Essa minha viagem para a Paraíba teve um emocionante desfecho diante de uma natureza fantástica ao lado de pessoas incríveis. No dia seguinte já pegava carona com a galera de Natal até Goianinha-RN. A cidade é vizinha da também pequena Pipa, mas sem sua beleza celestial, o que torna a discrepância de preços exorbitante. Pipa é de fato um paraíso, com belíssimas praias e um luaR fora do normal. Em um dos poucos dias que fiquei por lá conheci seu Antônio, morador há 30 anos do lugarejo. Pipa estava se preparando para festejar o dia da independência com centenas de turistas propensos a torrar seu dinheiro e novos gringos dispostos a abrir novos restaurantes e pousadas. Neste dia a rua principal foi fechada, fazendo com que a van que levava seu Antônio se desviasse de seu trajeto, obrigando o velho homem a andar um grande pedaço de terra aturando as mil perguntas de um maluco descabelado e descalço. As respostas de seu Antônio eram invariavelmente monossilábicas. Ele, como era de se esperar, ficou espantado com o crescimento do lugar. No entanto, acompanhou tal modernização, deixando de ser pescador para se tornar pedreiro. Deixei de importunar o velho e este seguiu seu caminho.
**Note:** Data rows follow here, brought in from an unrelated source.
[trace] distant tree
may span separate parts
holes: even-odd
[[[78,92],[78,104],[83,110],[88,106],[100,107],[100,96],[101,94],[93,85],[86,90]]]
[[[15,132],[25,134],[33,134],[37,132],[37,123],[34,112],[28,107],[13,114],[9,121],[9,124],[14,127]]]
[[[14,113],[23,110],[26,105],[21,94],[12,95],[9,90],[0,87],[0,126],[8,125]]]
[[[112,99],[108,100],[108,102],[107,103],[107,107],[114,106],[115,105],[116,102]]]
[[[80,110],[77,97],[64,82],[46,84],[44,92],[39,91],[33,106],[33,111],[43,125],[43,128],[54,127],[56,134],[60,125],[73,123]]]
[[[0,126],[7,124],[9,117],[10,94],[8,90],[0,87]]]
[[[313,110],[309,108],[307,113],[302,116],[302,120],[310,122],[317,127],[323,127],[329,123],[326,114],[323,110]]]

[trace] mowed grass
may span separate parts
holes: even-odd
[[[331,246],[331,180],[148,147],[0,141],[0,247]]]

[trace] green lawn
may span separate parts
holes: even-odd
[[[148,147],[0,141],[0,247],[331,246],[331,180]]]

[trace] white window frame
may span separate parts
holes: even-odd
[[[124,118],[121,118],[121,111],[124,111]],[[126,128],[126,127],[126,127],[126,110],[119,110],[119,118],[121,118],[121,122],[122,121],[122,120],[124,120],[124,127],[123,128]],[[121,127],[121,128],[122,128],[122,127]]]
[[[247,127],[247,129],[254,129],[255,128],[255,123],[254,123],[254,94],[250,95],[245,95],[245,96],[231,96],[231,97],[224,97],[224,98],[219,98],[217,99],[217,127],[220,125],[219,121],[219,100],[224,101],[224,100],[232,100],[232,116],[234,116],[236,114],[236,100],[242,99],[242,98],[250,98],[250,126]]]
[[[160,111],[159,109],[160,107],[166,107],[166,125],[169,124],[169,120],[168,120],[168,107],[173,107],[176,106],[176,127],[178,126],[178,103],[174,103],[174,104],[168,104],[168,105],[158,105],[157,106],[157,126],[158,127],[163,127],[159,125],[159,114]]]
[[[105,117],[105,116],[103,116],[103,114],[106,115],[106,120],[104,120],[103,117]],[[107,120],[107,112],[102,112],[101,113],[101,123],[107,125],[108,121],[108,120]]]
Na manhã seguinte, com grande dificuldade, tive que me despedir de Pipa. Da cidade que me encantou com o simultâneo pôr-do-sol e nascer da lua, infelizmente não pude apreciar o nascer do grande astro. Fica para a volta.

Peguei uma carona para João Pessoa e um ônibus de lá para Recife. No embarque, a triste realidade social brasileira me acordou de volta à vida. Sem um motivo lógico, aparente, neste caso, um dos meus amigos teve que ser revistado. Tentei acreditar que isto não aconteceu por ser ele o único negro do grupo, mas infelizmente não se ouviu o soar do detector de metais. Bruno, cara de grande intelecto e rico espírito, respondeu a esta atitude com um simples sorriso e um canto de "Sou negão, e daí?".
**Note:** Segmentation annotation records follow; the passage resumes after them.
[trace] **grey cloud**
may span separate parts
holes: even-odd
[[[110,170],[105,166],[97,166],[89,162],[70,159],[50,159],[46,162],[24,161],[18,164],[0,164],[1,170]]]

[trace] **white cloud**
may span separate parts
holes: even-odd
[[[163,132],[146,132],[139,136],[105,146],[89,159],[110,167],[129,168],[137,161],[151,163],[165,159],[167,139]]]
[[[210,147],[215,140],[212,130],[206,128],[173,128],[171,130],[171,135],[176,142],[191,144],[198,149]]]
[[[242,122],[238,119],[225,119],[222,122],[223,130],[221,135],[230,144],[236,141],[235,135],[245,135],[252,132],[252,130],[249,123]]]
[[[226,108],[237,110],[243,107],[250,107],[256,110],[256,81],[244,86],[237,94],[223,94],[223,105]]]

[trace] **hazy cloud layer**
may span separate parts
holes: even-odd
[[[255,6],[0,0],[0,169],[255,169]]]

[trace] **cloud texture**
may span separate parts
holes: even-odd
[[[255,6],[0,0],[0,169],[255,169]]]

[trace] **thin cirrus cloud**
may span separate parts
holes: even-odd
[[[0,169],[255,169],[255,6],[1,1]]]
Prossegui viagem ao lado de um paraibano carismático de muita esperança. O jovem de 20 e poucos anos se despedia com fervorosa alegria da pobreza do interior nordestino. Seus olhos brilhavam quando me contava sobre sua irmã que já morava no rio há 2 anos e que lhe arrumara um emprego na cidade maravilhosa. Não sabia ainda em que trabalharia, mas o fato de passear pelo calçadão de Copacabana e conhecer o Cristo Redentor, tão falado na sua cidade, o enchia de felicidade e de confiança no futuro.

As diferenças sócio-econômicas entre as regiões do Brasil são gritantes. Assim como João Taveira, muitos retirantes nordestinos tentam a sorte em cidades como a nossa. Abandonam a tediosa labuta do sertão para se aventurar na difícil realidade suburbana dos grandes centros. Em meio a um mundo de pessoas famintas por emprego e maior renda, apenas uma pequena minoria consegue alcançar com relativo sucesso esse empreendimento. Espero que João esteja inserido neste grupo. Melhor ainda, espero que num futuro próximo nenhum menino com tamanho brilho nos olhos tenha que cruzar o país buscando oportunidades que já deveriam estar a seu alcance, nas mesmas medidas.

Um comentário:

  1. Sensacional, Alan! Imagino só o qto vc deve ter perturbado os coitados dos pescadores e vendedores de macaxeira em busca saciar sua curiosidade sobre o lugar..kkkk Bom ver q gostou msm de lá! O convite de desbravar o nordeste no próximo verão inda tah firme, neh?